I'm continuing to investigate my professor's statement regarding profinite groups and Stone topological groups. See this post for more information.
A profinite group $G$ is an inverse limit of an inverse system of finite discrete groups $G_\alpha$, where $\alpha\in\Lambda$. Naturally, we can consider the automorphism group Aut$(G)$, but there is no reason to expect Aut$(G)$ to be profinite.
My question:
Is it known whether or not Inn$(G)$ is profinite?
This requires us to reason (from what I can tell) along one of two lines:
- That given some topology, we have Inn$(G)$ is compact, Hausdorff, and totally disconnected.
- Inn$(G)$ can be realized as an inverse limit of an inverse system of finite discrete groups.
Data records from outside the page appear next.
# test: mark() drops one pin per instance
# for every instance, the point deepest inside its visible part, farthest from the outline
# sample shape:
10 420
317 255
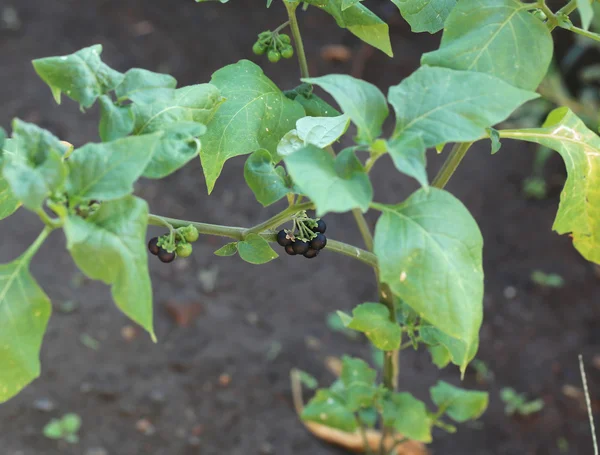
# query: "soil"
220 385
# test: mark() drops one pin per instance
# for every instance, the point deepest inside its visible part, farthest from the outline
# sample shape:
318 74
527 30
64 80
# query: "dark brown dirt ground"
259 322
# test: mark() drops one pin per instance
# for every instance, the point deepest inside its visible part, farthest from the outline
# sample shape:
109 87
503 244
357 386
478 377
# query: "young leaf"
361 101
24 314
408 416
460 404
229 249
579 209
445 105
497 37
35 168
110 245
359 381
330 410
82 76
108 171
267 182
373 319
115 121
255 116
256 250
425 15
145 87
408 155
360 21
429 250
334 185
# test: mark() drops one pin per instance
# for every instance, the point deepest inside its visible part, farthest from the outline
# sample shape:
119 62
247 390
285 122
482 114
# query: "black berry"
319 242
311 253
321 227
300 246
282 238
165 256
153 246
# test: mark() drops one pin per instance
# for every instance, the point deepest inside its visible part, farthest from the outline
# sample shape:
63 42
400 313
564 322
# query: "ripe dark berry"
319 242
311 253
165 256
300 246
153 246
282 238
321 227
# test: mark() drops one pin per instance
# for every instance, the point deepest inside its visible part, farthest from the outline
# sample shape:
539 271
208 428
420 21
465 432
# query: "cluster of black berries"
310 249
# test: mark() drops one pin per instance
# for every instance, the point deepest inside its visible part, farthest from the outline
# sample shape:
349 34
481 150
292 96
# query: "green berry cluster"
275 44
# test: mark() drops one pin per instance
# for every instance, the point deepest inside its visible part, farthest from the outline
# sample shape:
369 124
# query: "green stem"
456 155
291 9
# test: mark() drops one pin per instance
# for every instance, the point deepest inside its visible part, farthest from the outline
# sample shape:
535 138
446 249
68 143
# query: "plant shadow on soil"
221 385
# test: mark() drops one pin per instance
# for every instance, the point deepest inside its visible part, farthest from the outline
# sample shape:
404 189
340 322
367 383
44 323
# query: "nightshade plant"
426 251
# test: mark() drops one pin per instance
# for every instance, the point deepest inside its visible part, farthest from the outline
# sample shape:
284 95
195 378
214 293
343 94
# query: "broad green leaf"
373 319
408 416
145 87
579 209
115 121
497 37
359 381
459 404
82 76
255 116
35 168
267 182
361 101
24 313
408 155
425 15
230 249
360 21
330 410
429 250
256 250
108 171
110 245
333 185
445 105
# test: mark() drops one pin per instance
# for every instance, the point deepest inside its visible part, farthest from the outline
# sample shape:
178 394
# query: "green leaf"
330 410
408 416
108 171
35 169
82 76
360 21
373 319
115 121
110 245
361 101
445 105
579 209
267 182
256 250
255 116
408 155
497 37
229 249
359 381
425 15
333 185
429 250
145 87
586 11
24 313
459 404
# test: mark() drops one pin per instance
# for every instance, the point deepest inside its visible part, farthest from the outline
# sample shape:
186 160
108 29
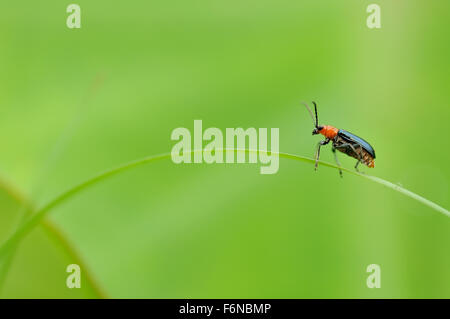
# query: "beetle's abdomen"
329 131
366 158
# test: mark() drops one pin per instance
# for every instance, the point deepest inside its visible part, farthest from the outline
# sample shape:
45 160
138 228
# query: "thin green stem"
38 216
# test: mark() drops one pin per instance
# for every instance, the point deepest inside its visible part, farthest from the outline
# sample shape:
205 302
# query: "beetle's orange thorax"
329 132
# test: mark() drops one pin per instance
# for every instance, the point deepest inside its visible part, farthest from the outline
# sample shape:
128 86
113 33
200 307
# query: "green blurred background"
77 102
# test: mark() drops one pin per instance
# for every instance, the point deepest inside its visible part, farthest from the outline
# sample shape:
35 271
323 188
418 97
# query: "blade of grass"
52 231
34 220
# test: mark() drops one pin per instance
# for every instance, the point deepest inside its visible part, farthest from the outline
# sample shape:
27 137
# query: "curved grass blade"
40 214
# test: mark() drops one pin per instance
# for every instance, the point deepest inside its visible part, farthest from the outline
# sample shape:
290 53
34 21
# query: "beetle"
343 141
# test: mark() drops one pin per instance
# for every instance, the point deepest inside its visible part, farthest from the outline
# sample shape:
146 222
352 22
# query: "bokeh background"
77 102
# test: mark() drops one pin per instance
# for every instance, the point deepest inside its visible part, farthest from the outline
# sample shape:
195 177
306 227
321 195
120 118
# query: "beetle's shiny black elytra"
343 141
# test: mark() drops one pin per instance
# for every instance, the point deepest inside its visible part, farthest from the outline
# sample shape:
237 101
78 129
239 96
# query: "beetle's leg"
354 150
356 166
337 161
324 142
359 159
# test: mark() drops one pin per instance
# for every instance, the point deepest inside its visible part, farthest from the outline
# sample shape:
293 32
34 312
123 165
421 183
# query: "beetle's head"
317 130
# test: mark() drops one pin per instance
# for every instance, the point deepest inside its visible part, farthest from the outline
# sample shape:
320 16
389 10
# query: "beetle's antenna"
310 113
315 110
For 1., we need to first determine a reasonable topology for Inn$(G)$. The first topology that comes to mind is the compact-open topology. In particular, from the fact that $G$ is Hausdorff, we obtain that Inn$(G)$ is Hausdorff as well when equipped with this topology. It would remain to prove, then, that Inn$(G)$ is compact and totally disconnected. Is this a nice topology to consider on Inn$(G)$, and how would we go about proving the remaining claims necessary for profiniteness?
For 2., a nice construction comes out of considering each of the inner automorphism groups Inn$(G_\alpha)$. It is not so hard to see that these define an inverse limit system using the same maps as the inverse limit system of the $G_\alpha$. We can take the inverse limit of this system, which I'll denote $\widehat{\text{Inn}}(G)$. It's also not hard to show that Inn$(G)$ injects into $\widehat{\text{Inn}}(G)$. To show that Inn$(G)$ and $\widehat{\text{Inn}}(G)$ are the same, it remains to show that Inn$(G)$ is compact and dense in $\widehat{\text{Inn}}(G)$. How would one go about this?
If this is not true, then we can try to show that Inn$(G)$ is a closed subspace of $\widehat{\text{Inn}}(G)$, which would demonstrate that Inn$(G)$ is profinite in the subspace topology.
Finally, if Inn$(G)$ is not profinite at all, then is it natural to consider $\widehat{\text{Inn}}(G)$ as the "true" profinite inner automorphism group?
Best Answer
$\mathrm{Inn}(G)\cong G/Z(G)$. Now in any $T_0$ topological group, $Z(G)$ is closed (see here), and the quotient of a profinite group by a closed normal subgroup is again profinite (see here). So yes, $\mathrm{Inn}(G)$ is profinite.